Iran’s Supertanker, Container Ship Collide in Singapore Strait

A large container ship has collided with an Iranian supertanker in the busy Singapore Strait, causing damage to both vessels, but no injuries or oil pollution, the Maritime and Port Authority of Singapore (MPA) says.

It reported on Thursday that the Dream II Very Large Crude Carrier (VLCC), owned by the National Iranian Tanker Company (NITC), and the Swiss-owned MSC Alexandra container ship collided just before midnight on Wednesday about three kilometres southeast of Sebarok Island.

MSC Alexandra said that six empty container boxes fell into the sea and four others fell onto the deck of Dream II.

The MPA reported that before the incident, its Port Operations Control Centre provided traffic information and alerted both ships of the risk of collision.


Damage to the MSC Alexandria
Damage to the MSC Alexandria

Immediately after the collision, the MPA issued navigation broadcast to warn ships about the presence of floating containers in the site, and deployed survey and salvage teams to recover the containers, it added.

“We are… extremely relieved to hear that there has been no loss of life, or pollution caused despite the significant damage to the hull of MSC Alexandra,” Yock Juee Tan, the managing director of MSC Asia, said in a statement.

“We are now continuing to work closely with the authorities and salvage teams to ensure containers are safely discharged.”

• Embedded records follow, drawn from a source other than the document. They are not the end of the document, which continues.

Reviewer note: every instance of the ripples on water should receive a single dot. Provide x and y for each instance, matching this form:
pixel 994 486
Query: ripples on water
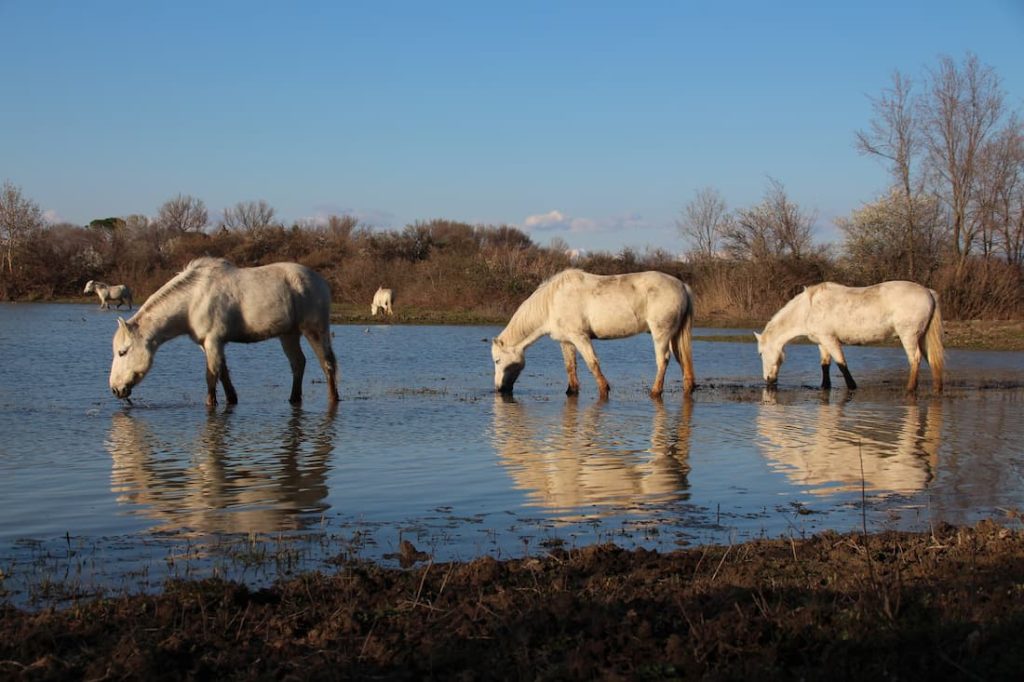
pixel 420 448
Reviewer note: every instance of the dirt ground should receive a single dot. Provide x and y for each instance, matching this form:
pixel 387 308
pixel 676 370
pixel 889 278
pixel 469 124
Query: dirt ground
pixel 945 604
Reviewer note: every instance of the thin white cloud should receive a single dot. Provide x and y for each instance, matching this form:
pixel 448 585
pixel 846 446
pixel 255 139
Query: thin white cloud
pixel 372 217
pixel 556 221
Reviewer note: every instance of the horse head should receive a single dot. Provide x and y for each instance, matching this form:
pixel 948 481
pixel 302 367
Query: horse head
pixel 772 357
pixel 509 361
pixel 132 358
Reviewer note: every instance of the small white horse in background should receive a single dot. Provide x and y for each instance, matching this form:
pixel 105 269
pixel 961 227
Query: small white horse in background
pixel 573 307
pixel 830 314
pixel 118 294
pixel 382 301
pixel 214 303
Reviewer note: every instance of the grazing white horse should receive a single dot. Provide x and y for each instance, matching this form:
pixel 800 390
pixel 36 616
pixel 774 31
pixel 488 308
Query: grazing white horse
pixel 573 307
pixel 118 294
pixel 382 301
pixel 830 314
pixel 214 303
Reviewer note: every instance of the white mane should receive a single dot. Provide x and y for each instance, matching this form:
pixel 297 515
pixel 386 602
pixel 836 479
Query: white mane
pixel 527 316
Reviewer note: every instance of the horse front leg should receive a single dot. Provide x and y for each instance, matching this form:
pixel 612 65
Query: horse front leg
pixel 586 349
pixel 833 347
pixel 293 349
pixel 825 368
pixel 216 369
pixel 568 354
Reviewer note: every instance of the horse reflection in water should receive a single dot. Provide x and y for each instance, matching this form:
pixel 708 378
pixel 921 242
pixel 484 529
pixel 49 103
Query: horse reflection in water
pixel 832 448
pixel 583 457
pixel 219 484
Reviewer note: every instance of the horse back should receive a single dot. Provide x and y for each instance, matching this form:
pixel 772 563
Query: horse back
pixel 257 303
pixel 860 314
pixel 615 306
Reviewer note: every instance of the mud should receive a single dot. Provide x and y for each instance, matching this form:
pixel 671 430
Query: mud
pixel 895 605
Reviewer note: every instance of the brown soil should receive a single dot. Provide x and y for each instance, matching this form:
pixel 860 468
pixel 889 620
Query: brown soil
pixel 943 604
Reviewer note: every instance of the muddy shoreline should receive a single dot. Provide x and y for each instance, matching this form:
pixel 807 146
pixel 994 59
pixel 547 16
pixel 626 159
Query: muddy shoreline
pixel 947 603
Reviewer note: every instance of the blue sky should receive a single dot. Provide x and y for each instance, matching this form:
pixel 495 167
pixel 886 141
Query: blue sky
pixel 594 122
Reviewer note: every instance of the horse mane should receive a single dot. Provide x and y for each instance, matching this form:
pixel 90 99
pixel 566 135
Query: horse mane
pixel 786 311
pixel 183 280
pixel 527 315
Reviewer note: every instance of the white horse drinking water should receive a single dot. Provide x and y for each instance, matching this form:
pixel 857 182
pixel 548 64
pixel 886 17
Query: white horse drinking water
pixel 214 303
pixel 830 314
pixel 118 294
pixel 573 307
pixel 382 301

Both Dream II and MSC Alexandra are in a stable condition and are now safely anchored in Singapore.

Tehran has been seeking to ramp up oil exports following the implementation of last year’s nuclear agreement between Iran and the P5+1 group of countries and the removal of sanctions on January 16.

The lifting of international restrictions against Iran has enabled the NITC to operate more freely and increase shipments of oil cargoes to its top buyers in Asia including China.

Iran and the five permanent members of the United Nations Security Council – the United States, Britain, France, China and Russia – plus Germany clinched the nuclear agreement, known as the Joint Comprehensive Plan of Action (JCPOA), on July 14, 2015.

Under the agreement, all nuclear-related sanctions imposed on Iran by the European Union, the Security Council and the US would be lifted. Iran has, in return, put some limitations on its nuclear activities.